Today I heard that a second victim had died of Legionella in Edinburgh.
So far the total number of confirmed cases of Legionnaires’ disease has reached 41, and the number of suspected cases currently stands at 48. Sixteen water-cooling towers in the southwest of Edinburgh have been treated with a range of chemicals to kill any bacteria but the source of the infection has not yet been found.
As business continuity people this is just one more risk that we need to be thinking about. There are a number of wider lessons which come from this incident.
1. Good housekeeping prevents incidents. Legionella can be prevented by treating cooling towers regularly with chemicals to prevent the build up of the bacteria. If this is done regularly and properly there should be no chance of it occurring in one of your buildings.
2. If your organisation was found to be the source of an infection or was found to have an impact on public heath, then do you have plans in place for dealing with this? Have you considered that very delicate balance between not admitting legal liability but at the same time being seen to be a caring organisation and showing concern for those affected?
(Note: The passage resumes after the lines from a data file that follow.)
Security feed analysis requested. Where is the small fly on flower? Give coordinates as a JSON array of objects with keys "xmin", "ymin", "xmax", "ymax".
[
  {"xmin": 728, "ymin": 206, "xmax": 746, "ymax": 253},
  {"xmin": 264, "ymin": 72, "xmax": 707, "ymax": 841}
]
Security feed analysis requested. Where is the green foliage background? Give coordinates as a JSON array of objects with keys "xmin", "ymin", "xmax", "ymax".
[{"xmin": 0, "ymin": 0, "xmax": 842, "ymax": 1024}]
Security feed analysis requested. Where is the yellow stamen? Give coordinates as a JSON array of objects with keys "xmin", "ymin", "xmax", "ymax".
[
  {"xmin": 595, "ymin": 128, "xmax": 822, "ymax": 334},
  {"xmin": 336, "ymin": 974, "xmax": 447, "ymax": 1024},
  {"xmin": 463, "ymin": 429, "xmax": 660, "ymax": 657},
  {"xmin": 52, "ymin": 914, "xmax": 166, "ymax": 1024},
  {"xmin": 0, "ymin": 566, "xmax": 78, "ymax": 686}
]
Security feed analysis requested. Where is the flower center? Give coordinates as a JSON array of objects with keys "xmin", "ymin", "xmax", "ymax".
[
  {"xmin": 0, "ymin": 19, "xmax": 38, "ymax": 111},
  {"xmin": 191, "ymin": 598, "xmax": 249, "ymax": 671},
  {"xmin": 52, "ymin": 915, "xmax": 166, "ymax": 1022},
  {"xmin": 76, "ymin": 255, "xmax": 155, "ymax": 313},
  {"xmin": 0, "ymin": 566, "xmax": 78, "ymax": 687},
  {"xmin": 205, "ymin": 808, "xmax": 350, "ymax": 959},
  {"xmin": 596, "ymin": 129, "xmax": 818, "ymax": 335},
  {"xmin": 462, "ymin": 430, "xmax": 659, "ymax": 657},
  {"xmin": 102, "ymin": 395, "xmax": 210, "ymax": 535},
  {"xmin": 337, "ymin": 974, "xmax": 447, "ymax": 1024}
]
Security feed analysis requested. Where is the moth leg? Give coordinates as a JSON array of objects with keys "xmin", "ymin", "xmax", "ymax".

3. For most companies their website is the way most people will try and find out about them. Last week the North British Distillery in Edinburgh was been served with an improvement notice by the Health and Safety Executive in connection with the outbreak. I looked on their website a couple of days later to see if they had any mention of the notice. There is a balance to be had, because if they had put something on the site it draws people’s attention to the improvement notice, yet on the other hand this is an opportunity to perhaps explain why there was an improvement notice in the first place and to get across their side of the story. In life there is always a balance but I don’t know if in this case there was a conscious decision to do nothing, or they never thought of it. I saw a quote a while ago which sums this up exactly which goes; “saying as little as possible and hoping the incident goes away is not a crisis communication strategy”.